Written by listed counsellor/psychotherapist: Graeme Orr MBACP(Accred), UKRCP Reg. Ind. Counsellor
14th November, 20110 Comments
What is being alone
Greta Garbo said I want to be alone. While most of us know that feeling of wanting to get away from everyday life, loneliness can be an emotional trying experience. At our heart we are social beings and to be separated from others for long periods of time can be overwhelming.
Of course there are degrees of loneliness. One person may literally see no one for weeks on end and another sees a few people but is emotionally isolated from them. However, in both cases they can feel abandoned, isolated and insecure. The feeling can attack our very self-worth and self-belief.
Who feels lonely
In the 1970s it was said that Alfred Worden (Command Module Pilot on Apollo 15) was the loneliest man in the Universe. Because of his position behind the moon for 32 hours he could communicate with no-one on earth or even his fellow astronauts on the moon’s surface. He tried many activities to combat the loneliness yet nothing seems to take it away.

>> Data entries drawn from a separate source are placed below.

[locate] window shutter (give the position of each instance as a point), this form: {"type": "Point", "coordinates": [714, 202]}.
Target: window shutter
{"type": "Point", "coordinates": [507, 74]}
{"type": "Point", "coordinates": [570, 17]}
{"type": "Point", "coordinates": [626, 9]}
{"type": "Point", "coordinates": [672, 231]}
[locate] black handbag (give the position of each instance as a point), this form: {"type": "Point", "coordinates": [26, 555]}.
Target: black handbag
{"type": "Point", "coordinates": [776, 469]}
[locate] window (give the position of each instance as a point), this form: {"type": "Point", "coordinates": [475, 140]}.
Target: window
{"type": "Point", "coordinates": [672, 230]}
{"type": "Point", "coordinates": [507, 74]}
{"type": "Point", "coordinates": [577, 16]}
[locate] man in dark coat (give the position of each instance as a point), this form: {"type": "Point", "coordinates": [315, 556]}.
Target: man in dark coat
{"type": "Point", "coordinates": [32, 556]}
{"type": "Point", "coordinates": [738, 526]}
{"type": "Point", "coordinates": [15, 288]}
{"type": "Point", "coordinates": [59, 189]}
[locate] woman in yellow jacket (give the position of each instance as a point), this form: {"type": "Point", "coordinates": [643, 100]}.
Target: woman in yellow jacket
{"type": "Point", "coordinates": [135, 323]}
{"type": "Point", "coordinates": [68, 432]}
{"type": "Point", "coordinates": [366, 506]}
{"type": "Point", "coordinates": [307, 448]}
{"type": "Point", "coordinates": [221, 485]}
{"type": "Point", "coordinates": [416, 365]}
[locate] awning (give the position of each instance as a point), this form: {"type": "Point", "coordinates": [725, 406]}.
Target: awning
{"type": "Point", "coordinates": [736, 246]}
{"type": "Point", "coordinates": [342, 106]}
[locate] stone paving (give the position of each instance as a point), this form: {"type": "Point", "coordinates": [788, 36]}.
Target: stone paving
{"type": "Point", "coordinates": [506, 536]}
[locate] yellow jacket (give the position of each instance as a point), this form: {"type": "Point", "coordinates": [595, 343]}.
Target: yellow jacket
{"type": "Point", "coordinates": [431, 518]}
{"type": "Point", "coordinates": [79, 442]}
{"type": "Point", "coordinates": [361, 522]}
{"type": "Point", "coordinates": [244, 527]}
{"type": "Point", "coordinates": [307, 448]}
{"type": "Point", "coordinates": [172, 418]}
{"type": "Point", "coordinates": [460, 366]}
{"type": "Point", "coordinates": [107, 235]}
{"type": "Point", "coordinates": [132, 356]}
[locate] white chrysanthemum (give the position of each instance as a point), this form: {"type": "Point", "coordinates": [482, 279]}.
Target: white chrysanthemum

Yet Colonel Worden only had to endure his loneliness his isolation for 32 hours, he could see the end point. Many people in today’s fast moving world have to face loneliness, without a finite end point. Divorces, migration for jobs, or family moving away are all ways in which more of us are living alone. When this is combined with not having friends, or feeling unwelcome in social situations this can lead to and increase the sense of isolation.

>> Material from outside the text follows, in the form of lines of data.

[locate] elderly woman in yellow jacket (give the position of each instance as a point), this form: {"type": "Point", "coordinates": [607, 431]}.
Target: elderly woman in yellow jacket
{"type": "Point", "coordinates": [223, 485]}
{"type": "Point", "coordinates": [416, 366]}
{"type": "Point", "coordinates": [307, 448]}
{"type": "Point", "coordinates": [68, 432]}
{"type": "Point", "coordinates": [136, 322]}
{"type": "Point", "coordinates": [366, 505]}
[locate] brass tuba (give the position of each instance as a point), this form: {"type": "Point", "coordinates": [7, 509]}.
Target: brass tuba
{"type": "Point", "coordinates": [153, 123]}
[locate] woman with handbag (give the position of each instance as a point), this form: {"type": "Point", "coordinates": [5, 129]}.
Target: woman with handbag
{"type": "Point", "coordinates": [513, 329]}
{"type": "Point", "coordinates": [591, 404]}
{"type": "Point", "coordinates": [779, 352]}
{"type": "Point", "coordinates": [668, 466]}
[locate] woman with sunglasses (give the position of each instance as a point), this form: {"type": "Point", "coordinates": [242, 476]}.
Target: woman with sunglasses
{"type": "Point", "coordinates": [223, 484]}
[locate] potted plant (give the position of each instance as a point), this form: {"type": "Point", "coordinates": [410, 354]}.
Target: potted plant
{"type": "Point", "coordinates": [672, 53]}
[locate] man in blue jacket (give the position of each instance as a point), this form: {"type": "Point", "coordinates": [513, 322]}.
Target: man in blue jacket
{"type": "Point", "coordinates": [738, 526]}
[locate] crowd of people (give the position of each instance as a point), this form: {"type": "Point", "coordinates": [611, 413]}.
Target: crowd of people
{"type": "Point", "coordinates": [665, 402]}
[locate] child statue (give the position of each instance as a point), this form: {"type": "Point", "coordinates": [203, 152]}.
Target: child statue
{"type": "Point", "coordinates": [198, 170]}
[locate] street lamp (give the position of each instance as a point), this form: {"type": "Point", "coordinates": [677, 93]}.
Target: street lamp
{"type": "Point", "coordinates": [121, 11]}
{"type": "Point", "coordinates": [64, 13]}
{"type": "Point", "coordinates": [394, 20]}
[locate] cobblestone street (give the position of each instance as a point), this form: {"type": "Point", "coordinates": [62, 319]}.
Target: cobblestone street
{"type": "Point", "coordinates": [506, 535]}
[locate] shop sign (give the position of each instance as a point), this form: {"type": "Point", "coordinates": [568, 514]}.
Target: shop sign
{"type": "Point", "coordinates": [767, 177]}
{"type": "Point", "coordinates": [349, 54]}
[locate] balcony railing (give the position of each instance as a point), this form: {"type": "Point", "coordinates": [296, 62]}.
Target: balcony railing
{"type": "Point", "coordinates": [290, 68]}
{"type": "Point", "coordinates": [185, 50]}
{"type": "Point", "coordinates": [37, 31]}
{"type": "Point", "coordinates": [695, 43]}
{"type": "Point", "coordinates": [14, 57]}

We would all like to think that we are understood that others see us for the beautiful person that we are. Yet if we do not get that emotional feedback, if we are not valued, we begin to believe that somehow it is all our fault. When describing loneliness often we draw a picture of an elderly person sitting alone in one room of their flat, never visited by anyone –abandoned. Yet increasingly people who have active social lives feel lonely not through a lack of people around them, but through a lack of feeling valued and in emotional contact with them. I have had many clients say to me I was surrounded by people but I have never felt so alone. Often we seem to link feeling lonely with being alone. Yet the evidence suggests that they may be quite different things. Someone who is alone may feel lonely but not all people who feel lonely are alone. It would seem that loneliness is actually about a lack of an emotional connection with others.
So what can you do?
Studies show that those who are lonely often have a poor self-image or self-worth. One of the things that you can do is to start to accept yourself. Others have found relaxation or yoga helps. People seek the help of a counsellor to put things in perspective for them. This self- acceptance of how you feel and what is the real cause allows you to face yourself and perhaps begin to reach out to others.

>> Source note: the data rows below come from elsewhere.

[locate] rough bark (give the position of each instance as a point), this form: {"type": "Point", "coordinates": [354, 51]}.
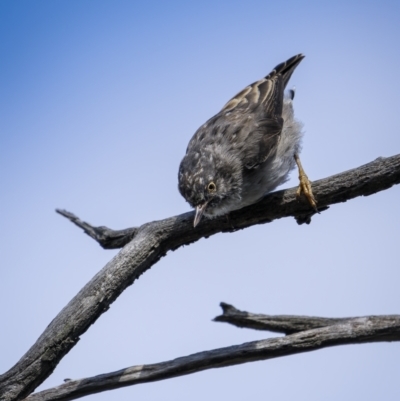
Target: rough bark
{"type": "Point", "coordinates": [330, 332]}
{"type": "Point", "coordinates": [145, 245]}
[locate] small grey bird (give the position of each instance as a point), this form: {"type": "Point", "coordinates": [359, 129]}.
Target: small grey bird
{"type": "Point", "coordinates": [246, 150]}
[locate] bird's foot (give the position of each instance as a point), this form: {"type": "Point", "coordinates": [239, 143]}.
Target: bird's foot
{"type": "Point", "coordinates": [305, 185]}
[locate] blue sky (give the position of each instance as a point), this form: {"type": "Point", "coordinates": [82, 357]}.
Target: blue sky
{"type": "Point", "coordinates": [98, 100]}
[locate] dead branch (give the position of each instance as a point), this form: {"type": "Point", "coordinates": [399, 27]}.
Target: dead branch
{"type": "Point", "coordinates": [152, 241]}
{"type": "Point", "coordinates": [340, 332]}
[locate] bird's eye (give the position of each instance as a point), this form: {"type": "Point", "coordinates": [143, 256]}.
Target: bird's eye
{"type": "Point", "coordinates": [211, 187]}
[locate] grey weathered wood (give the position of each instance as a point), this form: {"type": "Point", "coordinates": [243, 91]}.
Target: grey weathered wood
{"type": "Point", "coordinates": [287, 324]}
{"type": "Point", "coordinates": [366, 180]}
{"type": "Point", "coordinates": [352, 331]}
{"type": "Point", "coordinates": [152, 241]}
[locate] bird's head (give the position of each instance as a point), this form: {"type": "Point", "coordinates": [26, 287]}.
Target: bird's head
{"type": "Point", "coordinates": [210, 181]}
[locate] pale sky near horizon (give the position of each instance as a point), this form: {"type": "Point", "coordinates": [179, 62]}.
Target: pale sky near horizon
{"type": "Point", "coordinates": [98, 101]}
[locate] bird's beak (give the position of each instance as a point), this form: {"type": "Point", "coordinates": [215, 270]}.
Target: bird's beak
{"type": "Point", "coordinates": [199, 212]}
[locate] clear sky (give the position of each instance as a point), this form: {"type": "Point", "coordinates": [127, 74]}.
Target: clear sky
{"type": "Point", "coordinates": [98, 100]}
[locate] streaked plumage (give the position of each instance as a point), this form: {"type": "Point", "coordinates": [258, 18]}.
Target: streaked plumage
{"type": "Point", "coordinates": [244, 151]}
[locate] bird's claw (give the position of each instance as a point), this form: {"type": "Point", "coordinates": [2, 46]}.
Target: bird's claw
{"type": "Point", "coordinates": [305, 188]}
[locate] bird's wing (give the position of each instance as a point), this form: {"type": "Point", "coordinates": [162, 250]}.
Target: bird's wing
{"type": "Point", "coordinates": [254, 115]}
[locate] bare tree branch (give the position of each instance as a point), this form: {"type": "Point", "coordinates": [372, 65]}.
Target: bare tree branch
{"type": "Point", "coordinates": [348, 331]}
{"type": "Point", "coordinates": [107, 238]}
{"type": "Point", "coordinates": [152, 241]}
{"type": "Point", "coordinates": [366, 180]}
{"type": "Point", "coordinates": [287, 324]}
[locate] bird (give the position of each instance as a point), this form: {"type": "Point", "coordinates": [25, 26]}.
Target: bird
{"type": "Point", "coordinates": [246, 150]}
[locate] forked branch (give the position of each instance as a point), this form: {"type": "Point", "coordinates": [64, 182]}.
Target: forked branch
{"type": "Point", "coordinates": [330, 332]}
{"type": "Point", "coordinates": [145, 245]}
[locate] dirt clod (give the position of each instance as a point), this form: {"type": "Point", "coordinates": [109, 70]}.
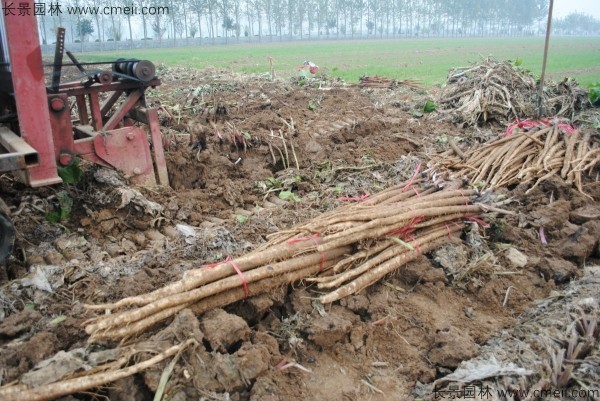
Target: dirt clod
{"type": "Point", "coordinates": [451, 347]}
{"type": "Point", "coordinates": [223, 330]}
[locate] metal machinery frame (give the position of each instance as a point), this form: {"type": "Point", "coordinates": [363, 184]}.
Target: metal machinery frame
{"type": "Point", "coordinates": [39, 132]}
{"type": "Point", "coordinates": [43, 128]}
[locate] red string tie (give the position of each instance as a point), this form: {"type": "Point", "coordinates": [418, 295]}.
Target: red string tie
{"type": "Point", "coordinates": [355, 198]}
{"type": "Point", "coordinates": [412, 179]}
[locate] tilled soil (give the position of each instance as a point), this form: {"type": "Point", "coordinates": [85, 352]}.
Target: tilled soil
{"type": "Point", "coordinates": [226, 183]}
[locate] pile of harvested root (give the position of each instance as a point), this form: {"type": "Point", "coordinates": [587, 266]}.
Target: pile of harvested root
{"type": "Point", "coordinates": [386, 83]}
{"type": "Point", "coordinates": [351, 248]}
{"type": "Point", "coordinates": [503, 91]}
{"type": "Point", "coordinates": [536, 155]}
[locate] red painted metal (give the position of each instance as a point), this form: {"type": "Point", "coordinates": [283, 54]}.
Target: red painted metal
{"type": "Point", "coordinates": [127, 150]}
{"type": "Point", "coordinates": [104, 133]}
{"type": "Point", "coordinates": [29, 90]}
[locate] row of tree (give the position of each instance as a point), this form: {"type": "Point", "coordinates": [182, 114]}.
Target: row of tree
{"type": "Point", "coordinates": [115, 20]}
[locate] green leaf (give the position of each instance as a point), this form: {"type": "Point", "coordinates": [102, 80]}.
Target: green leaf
{"type": "Point", "coordinates": [273, 182]}
{"type": "Point", "coordinates": [65, 206]}
{"type": "Point", "coordinates": [429, 106]}
{"type": "Point", "coordinates": [594, 94]}
{"type": "Point", "coordinates": [71, 174]}
{"type": "Point", "coordinates": [288, 195]}
{"type": "Point", "coordinates": [241, 218]}
{"type": "Point", "coordinates": [58, 320]}
{"type": "Point", "coordinates": [52, 217]}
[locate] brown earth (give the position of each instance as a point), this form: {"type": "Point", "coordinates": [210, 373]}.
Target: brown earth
{"type": "Point", "coordinates": [415, 326]}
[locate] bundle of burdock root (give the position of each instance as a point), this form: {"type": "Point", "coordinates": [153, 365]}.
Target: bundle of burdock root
{"type": "Point", "coordinates": [533, 154]}
{"type": "Point", "coordinates": [349, 249]}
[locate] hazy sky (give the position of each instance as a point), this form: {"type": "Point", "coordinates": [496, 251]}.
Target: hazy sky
{"type": "Point", "coordinates": [564, 7]}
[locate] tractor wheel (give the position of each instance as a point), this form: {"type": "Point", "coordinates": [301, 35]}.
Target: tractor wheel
{"type": "Point", "coordinates": [7, 233]}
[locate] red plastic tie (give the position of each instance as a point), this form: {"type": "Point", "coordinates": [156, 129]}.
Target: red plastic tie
{"type": "Point", "coordinates": [478, 221]}
{"type": "Point", "coordinates": [409, 183]}
{"type": "Point", "coordinates": [415, 244]}
{"type": "Point", "coordinates": [355, 198]}
{"type": "Point", "coordinates": [463, 195]}
{"type": "Point", "coordinates": [244, 282]}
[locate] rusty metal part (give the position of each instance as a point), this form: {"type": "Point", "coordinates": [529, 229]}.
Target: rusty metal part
{"type": "Point", "coordinates": [103, 77]}
{"type": "Point", "coordinates": [143, 70]}
{"type": "Point", "coordinates": [7, 233]}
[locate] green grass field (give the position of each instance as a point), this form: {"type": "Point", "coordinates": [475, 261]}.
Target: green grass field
{"type": "Point", "coordinates": [426, 60]}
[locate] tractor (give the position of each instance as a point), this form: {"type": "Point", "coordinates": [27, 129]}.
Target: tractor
{"type": "Point", "coordinates": [46, 124]}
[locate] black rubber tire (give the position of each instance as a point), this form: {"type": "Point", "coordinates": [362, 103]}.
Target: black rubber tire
{"type": "Point", "coordinates": [7, 233]}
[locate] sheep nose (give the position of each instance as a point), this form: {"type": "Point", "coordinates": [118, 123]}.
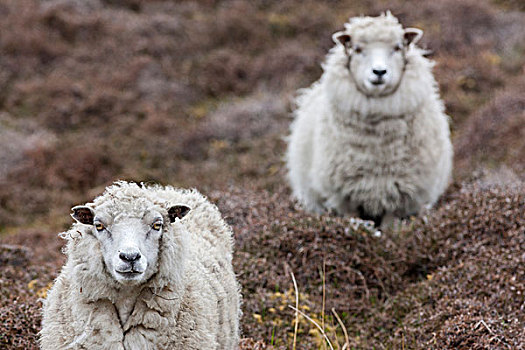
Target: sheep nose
{"type": "Point", "coordinates": [379, 72]}
{"type": "Point", "coordinates": [129, 257]}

When you have spent a lot of time alone it can be difficult to go back into company. It might be difficult to decide who to trust or even to decide what to say. It’s important to start small, perhaps have a few topics that you are confident on or have open questions that you can ask others around you.
If you have a hobby perhaps there is a local group or a club you can join, or perhaps you could consider going along to a class to learn a new skill. Many of them are free and held in libraries and local halls. Helping out at a charity or volunteering can be another way of meeting people with whom you can have a shared passion.
Finally you may want to consider counselling. A counsellor should be able to help you take small steps to get away from the negative feelings surrounding loneliness. Many have successfully changed their lives and with effort and support you can change yours too.